Written by Isaac Chan, Kevin Foster, and Ewa Gasienica-Szymkow
Hyatt&Office Tower / Media Harbor

This is an exceptionally early day for us because there is a lot of travelling to be done. We travelled 7:30 in the morning from Frankfurt to Dusseldorf and arrived at the project site at the hafenspitze of Dusseldorf at 9:00, followed by a presentation by Nikolas Lupsen, who was in charge of the planning and scheduling of the project.This project involves construction on partially reclaimed land which required 100ft deep sheet piling to prevent flooding. This sheet piling was put in place from the river from a barge.  Having sheet piling this deep created another problem due to its close proximity to the river.  If the water level in the river exceeded a certain level it would create an uplift pressure on the building and make it unstable.  This required the construction team to leave two windows that would allow them to flood the jobsite if this occurred.  Another aspect of the job that we found interesting is the lack of any laydown or storage areas.  Due to the expense of storing materials on a barge, the project team was forced to use just in time deliveries with materials often not being delivered more than 4 days before they were installed.  The finals interesting feature of the job was the massive cantilever that was used on both projects.  The purpose of the cantilever was to minimize the footprint of the buildings while creating a pleasing aesthetic feature.

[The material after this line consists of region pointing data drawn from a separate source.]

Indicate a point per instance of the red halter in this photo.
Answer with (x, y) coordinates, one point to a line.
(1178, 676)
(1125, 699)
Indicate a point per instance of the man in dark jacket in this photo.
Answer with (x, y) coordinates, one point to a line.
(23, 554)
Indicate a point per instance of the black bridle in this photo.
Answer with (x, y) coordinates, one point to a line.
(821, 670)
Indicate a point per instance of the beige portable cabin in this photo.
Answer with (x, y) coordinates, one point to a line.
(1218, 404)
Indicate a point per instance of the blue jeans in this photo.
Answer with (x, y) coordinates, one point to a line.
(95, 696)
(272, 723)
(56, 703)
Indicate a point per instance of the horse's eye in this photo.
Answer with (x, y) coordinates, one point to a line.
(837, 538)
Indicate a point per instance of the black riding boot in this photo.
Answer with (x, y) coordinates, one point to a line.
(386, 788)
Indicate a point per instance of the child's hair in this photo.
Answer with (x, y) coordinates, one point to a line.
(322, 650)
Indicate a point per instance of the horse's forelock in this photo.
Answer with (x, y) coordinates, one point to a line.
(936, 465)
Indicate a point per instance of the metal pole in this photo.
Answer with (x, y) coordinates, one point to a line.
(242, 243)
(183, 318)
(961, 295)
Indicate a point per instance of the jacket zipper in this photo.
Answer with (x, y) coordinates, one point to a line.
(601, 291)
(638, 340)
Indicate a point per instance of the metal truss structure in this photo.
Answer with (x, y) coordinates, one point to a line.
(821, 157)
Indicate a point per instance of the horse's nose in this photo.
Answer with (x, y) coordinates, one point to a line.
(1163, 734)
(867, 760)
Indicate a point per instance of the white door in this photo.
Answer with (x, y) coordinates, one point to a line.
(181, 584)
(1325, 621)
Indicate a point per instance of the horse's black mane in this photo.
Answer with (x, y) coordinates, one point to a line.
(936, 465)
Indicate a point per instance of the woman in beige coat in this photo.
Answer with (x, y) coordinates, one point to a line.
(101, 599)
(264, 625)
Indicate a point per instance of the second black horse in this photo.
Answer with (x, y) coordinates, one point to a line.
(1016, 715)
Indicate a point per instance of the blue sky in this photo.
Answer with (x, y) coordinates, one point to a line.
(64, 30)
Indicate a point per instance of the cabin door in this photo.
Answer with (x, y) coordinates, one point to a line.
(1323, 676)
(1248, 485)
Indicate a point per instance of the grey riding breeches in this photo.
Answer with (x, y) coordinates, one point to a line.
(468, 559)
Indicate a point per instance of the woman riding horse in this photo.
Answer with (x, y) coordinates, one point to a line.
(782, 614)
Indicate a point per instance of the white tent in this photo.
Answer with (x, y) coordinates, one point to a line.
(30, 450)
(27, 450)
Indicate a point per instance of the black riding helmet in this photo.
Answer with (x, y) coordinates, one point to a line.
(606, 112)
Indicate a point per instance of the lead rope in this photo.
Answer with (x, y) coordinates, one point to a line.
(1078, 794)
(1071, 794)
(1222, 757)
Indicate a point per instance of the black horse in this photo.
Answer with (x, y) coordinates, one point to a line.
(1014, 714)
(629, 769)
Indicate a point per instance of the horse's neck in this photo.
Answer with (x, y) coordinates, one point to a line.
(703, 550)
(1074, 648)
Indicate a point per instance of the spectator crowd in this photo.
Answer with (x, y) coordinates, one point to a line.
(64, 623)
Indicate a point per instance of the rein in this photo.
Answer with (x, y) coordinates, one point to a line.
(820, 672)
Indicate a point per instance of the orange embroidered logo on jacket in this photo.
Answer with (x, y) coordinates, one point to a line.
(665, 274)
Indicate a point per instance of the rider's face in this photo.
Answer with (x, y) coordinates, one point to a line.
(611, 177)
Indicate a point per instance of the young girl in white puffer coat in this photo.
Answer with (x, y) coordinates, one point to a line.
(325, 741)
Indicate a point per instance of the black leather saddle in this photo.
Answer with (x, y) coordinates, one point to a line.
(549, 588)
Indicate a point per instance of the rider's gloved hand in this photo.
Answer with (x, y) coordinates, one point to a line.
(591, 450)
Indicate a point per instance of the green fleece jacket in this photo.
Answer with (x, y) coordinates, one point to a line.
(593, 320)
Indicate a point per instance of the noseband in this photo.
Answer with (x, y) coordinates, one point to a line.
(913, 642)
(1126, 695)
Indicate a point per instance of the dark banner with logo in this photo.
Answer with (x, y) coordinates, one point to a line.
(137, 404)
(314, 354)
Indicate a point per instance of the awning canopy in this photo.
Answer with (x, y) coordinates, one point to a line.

InHaus2 and a Presentation by HOCHTIEF AG
The second site that we visited was the Inhaus2 project in Duisburg.  Inhaus2 is a research center to look at future commercial sites including hospitals, hotels, and office buildings, while Inhaus1 is being used to study future residential sites.  We were shown future technologies including automated mirrors used to help elderly people as well as people that may have dementia.  This mirror has electronic screens and sensors that remind people to wash their hands, take their pills, and brush their teeth.  The mirror also includes everyday features including raising and lowering the toilet and sink automatically, playing music, and showing the weather for the day.  In the bedroom exhibition there were features including automated nightlights that illuminated the path to the bathroom and lighting that changes to reflect the different periods of the day.  The bed in the room automatically recorded the persons heart rate and their sleeping patterns.  The future hotel room exhibition included many advanced features including an automatic swinging bed, automatic dimming lights, several voice controlled activities, and automated robotic room service. Finally, we were shown a modular hotel design concept where room configurations could be changed from a single bed configuration to a large family sized configuration by easily moving wall panels and concealing them in between the walls.  These projects are funded by both external companies that are collaborating with Inhaus as well as by federal grants from the German Government. After our tour of Inhaus2 Dr. Michael Hirschfeld talked to use about the Hochtief company structure which includes Hochtief Construction, Turner Construction, and Flatiron among several others from around the world.  While Hochtief is a German company Dr. Hirschfeld told us that 85% of their work is done outside of Germany.  The company generates in excess of $3Billion per year, employ over 60,000 workers, and they currently have the largest backlog in company history. To conclude the day we took a 4 hour train journey from Dusseldorf to Hamburg where we will spend the last couple days of our trip.